AUTHOR: Paloma Díaz-Mas
READER’S NAME: Félix Lizárraga
DATE: May 8, 2017
Lo que olvidamos (The Things We Forget) is a little puzzling at first. It opens as a loose, somewhat disjointed, and apparently artless recollection about the first diagnosis of Alzheimer’s disease of the narrator’s mother. There is a slightly crude, non-fiction flavor to these pages that made me look the title up to make sure that what I was reading was a novel. Little by little, though, this initial fog started to lift, and I realized that the appearance of disjointed, raw artlessness was nothing but a cunning artifice, and that the author knew exactly where she was going.
Where is she going, exactly? That is not an easy question to answer. The book is structured as a catalog (complete with numbers) of anecdotes and reflections around the theme of memory. When the mother is finally placed into an assisted living facility, the unnamed narrator meets there several people similarly affected, among them a man who tries and fails (but without knowing that he is failing) to complete a jigsaw puzzle. This man intrigues the narrator, especially when she finds in her mother’s apartment (while preparing to sell it) an old newspaper about the so-called 23-F attempted coup, in February of 1981, and she recognizes (or thinks she recognizes) the jigsaw puzzle patient as one of the Spanish Congress deputies.
None of this matters much, however. The novel advances smoothly but by association, without a real plot –much like the workings of memory itself. We only learn that her mother’s apartment (where the narrator also grew up) has been already sold when she finds in a gallery a hyperrealist painting of the family room tiles, presumably made by the new owner. We learn precious little about the narrator, her family, even her ailing mother. The novel instead focuses on a seemingly random sequence of vivid memories, some of which are the narrator’s own, and some of which are her mother’s or her grandmother’s, passed on to her. Some of those memories are dramatic, like those of the coup, or her mother’s experience of the Civil War; some are small and intimate, and seemingly meaningless, but no less vivid. There are gaps in those memories, and some attempts to fill in those gaps. The old people in her mother’s ALF are minutely described and seem alive to the reader, yet they are a mystery, and an insoluble one at that, as they have no memories. Most of them do not even remember their own names.
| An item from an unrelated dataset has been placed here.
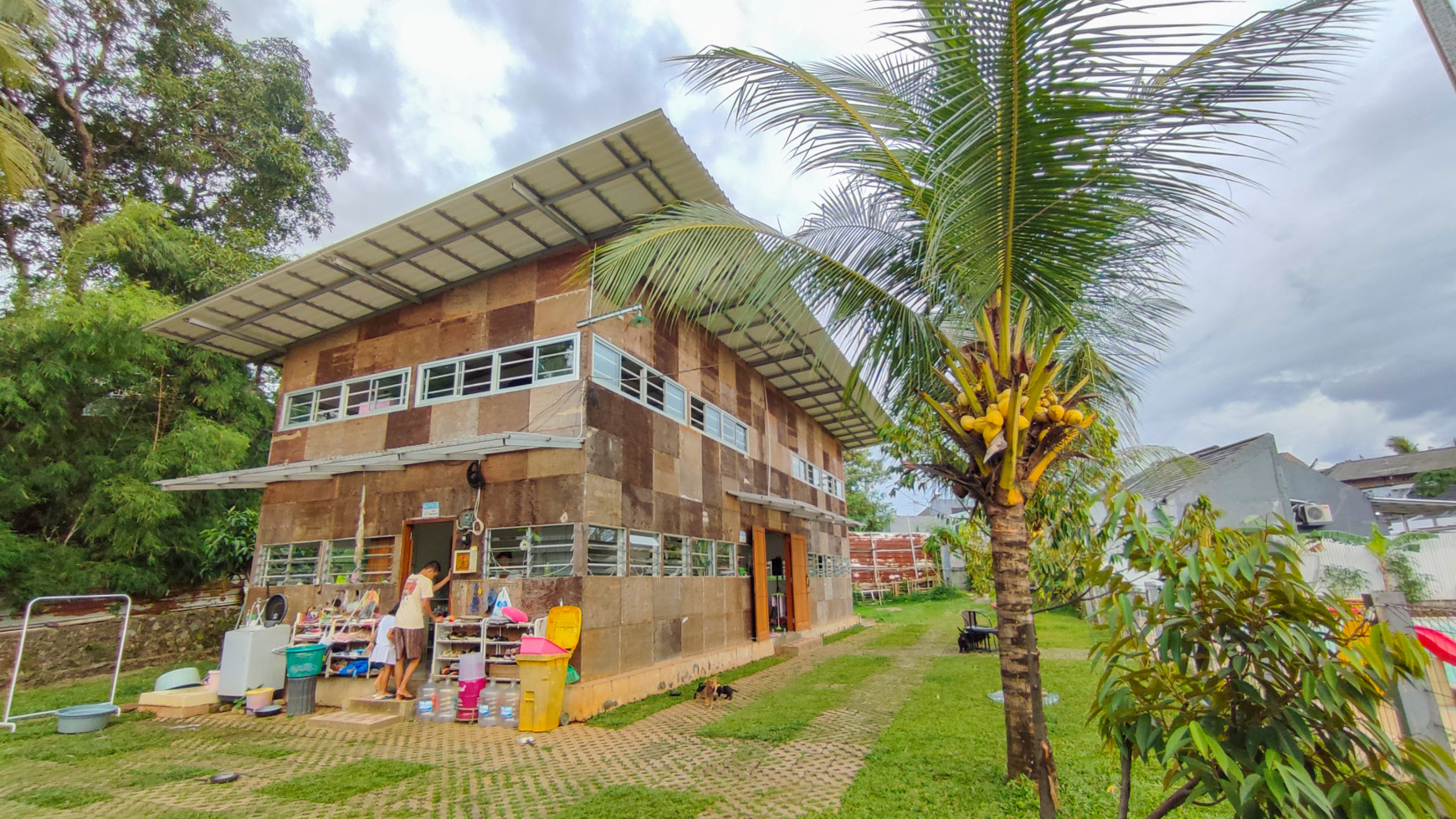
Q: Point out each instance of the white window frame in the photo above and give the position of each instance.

I spoke of Alzheimer’s before, but the novel never explicitly mentions the name of that terrible disorder. The novel uses the unnamed illness and its threat as a springboard to meditate on issues of memory, solitude, and the self. The language stays deceptively simple, even colloquial, equally avoiding the clinical, the explicitly philosophical, and the overly poetic. The whole novel, however, feels very much like a slow burner of a poem, or maybe an Escher mezzotint, only half deciphered, but beautiful nonetheless.
Paloma Díaz-Mas (Madrid, 1954) is a researcher of Medieval Spanish and Sephardic literature, as well as a prolific novelist, playwright and essayist. Her many books include the novels El rapto del Santo Grial (The Kidnapping of the Holy Grial, Anagrama, 1984), and Lo que aprendemos de los gatos (What We Learn From Cats, Anagrama, 2014). This reader did not know anything about her before opening the pages of Lo que olvidamos. Now, however, I will definitely look up her other books.
Lo que olvidamos is a novel that richly rewards the patient reader, and I highly recommend it.